Hoy les presento el capítulo II —sí, con números romanos y en plan titular, que queda mejor— de la saga ¿Para quién escribimos?
Hablábamos de la importancia de tener en cuenta al lector, ¡ah, el lector! Destinatario de nuestras letras y afanes, que puede ser un rostro, un nombre, un recuerdo, un público diáfano y concreto o un nebuloso concepto que juega al escondite tras la palabra… Lector…
Podemos dar un paso más allá de la reconciliación entre escribir con placer y a la vez para complacer. Se trata de ver al lector, no como un mero receptor de nuestro producto, sino como alguien que posee criterio, que tiene la mente abierta a las novedades y cuyos gustos y exigencias lectoras evolucionan. Y tener el valor de decir: creo tanto en lo que estoy ofreciendo, y creo tanto en la capacidad del que va a recibirlo, que ya no voy a escribir para gustar al lector; voy a intentar que al lector le guste lo que escribo. ¿Por qué? Porque estoy convencido de que vale la pena.

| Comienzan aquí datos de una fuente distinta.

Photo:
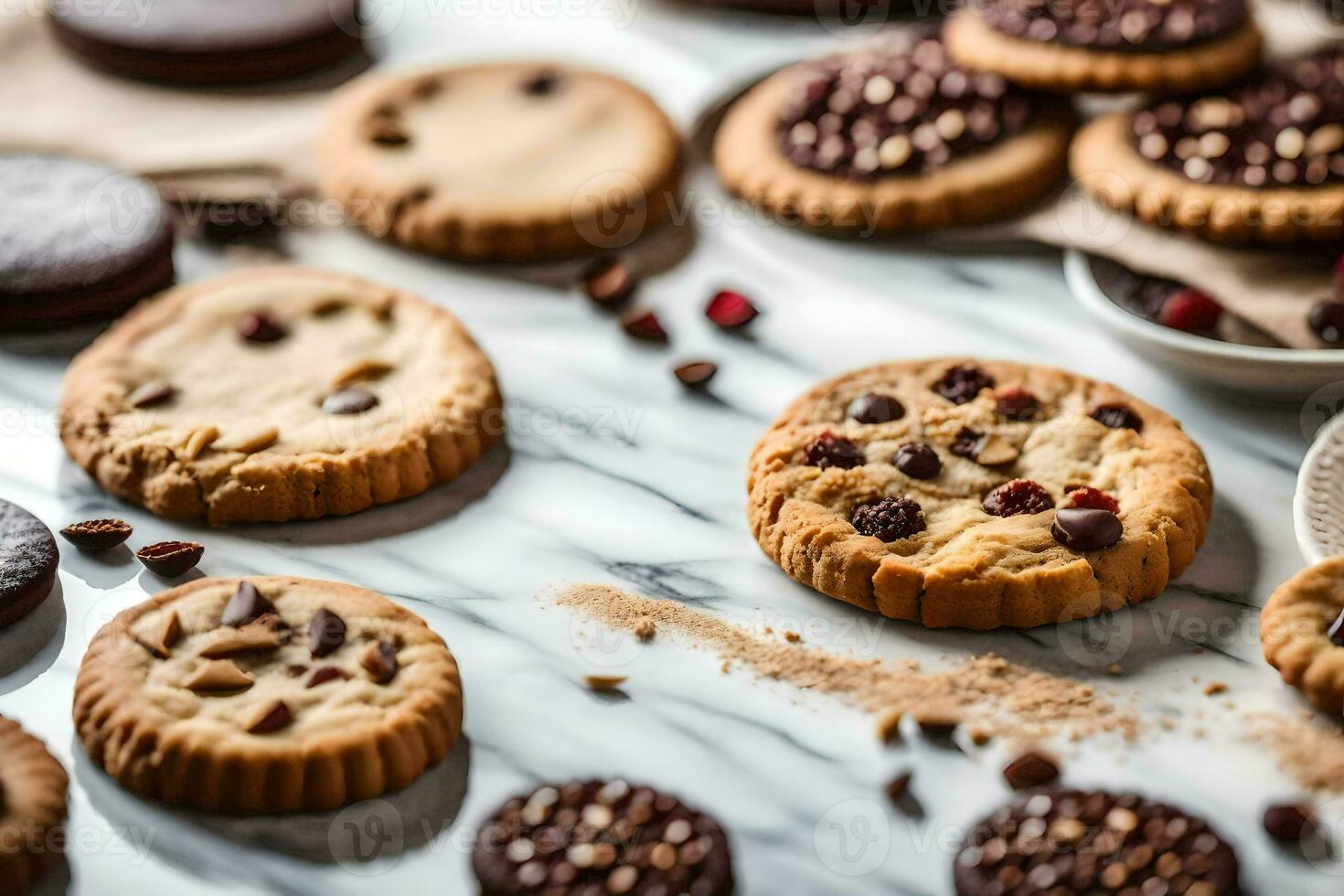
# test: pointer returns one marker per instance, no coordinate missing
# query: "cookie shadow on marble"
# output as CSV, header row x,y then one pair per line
x,y
257,850
31,645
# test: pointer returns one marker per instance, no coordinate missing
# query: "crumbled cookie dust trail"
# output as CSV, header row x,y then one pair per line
x,y
998,698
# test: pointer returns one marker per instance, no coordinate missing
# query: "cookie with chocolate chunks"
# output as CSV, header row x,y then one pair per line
x,y
1261,163
891,137
179,706
279,394
1123,46
1074,841
502,162
955,513
601,837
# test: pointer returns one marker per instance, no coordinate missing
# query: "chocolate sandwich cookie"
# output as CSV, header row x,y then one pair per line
x,y
28,559
894,137
1077,841
1260,163
208,42
601,837
78,242
1152,46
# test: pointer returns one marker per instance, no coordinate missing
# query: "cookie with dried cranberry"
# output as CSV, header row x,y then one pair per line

De esta manera, escapamos a la tentación: renunciamos a ganar audiencia con recursos fáciles y buscamos seducirla tentando su paladar y enseñándola a apreciar otros sabores diferentes.
Por supuesto, es fácil de decir y no tanto de llevar a la práctica. Para educar los gustos lectores y generar nuevas tendencias se requiere arte, tiempo, originalidad y un gran talento como escritor. Pero, ¿quién dijo que un escritor se hace en dos días? Un primer paso es comenzar y dilucidar dónde colocamos nuestras aspiraciones. Quisiera acabar con un texto de Umberto Eco, que multiplicó la afición por la novela histórica construida con rigor y densa en contenido filosófico. Cito de sus Apostillas a El nombre de la rosa (capítulo “Construir el lector”):
«Se escribe pensando en un lector. Así como el pintor pinta pensando en el que mira el cuadro. Da una pincelada y luego se aleja dos o tres pasos para estudiar el efecto… Cuando la obra está terminada, se establece un diálogo entre el texto y sus lectores (del que está excluido el autor)»
«…escribir es construir, a través del texto, el propio modelo de lector.»
«…el escritor escribe con la esperanza, ni siquiera demasiado secreta, de que precisamente su libro logre crear, y en gran número, muchos nuevos representantes de ese lector deseado y perseguido con tanta meticulosidad artesanal, ese lector que su texto postula e intenta suscitar.
La diferencia, en todo caso, está entre el texto que quiere producir un lector nuevo y el que trata de anticiparse a los deseos del lector que puede encontrarse por la calle. En el segundo caso, tenemos el libro escrito, construido según un formulario, adecuado para la producción en serie: el autor realiza una serie de análisis de mercado y se ajusta a las expectativas. Con la distancia puede verse quién trabaja mediante fórmulas: basta analizar las diferentes novelas que ha escrito para descubrir que, salvo los cambios de nombres, lugares y fisonomías, en todas se cuenta la misma historia: la que el público pedía.
En cambio, cuando el escritor planifica lo nuevo y proyecta un lector distinto, no quiere ser un analista de mercado que confecciona la lista de los pedidos formulados, sino un filósofo que intuye las tramas del Zeitgeist. Quiere revelarle a su público lo que debería querer, aunque no lo sepa. Quiere que, por su intermedio, el lector se descubra a sí mismo».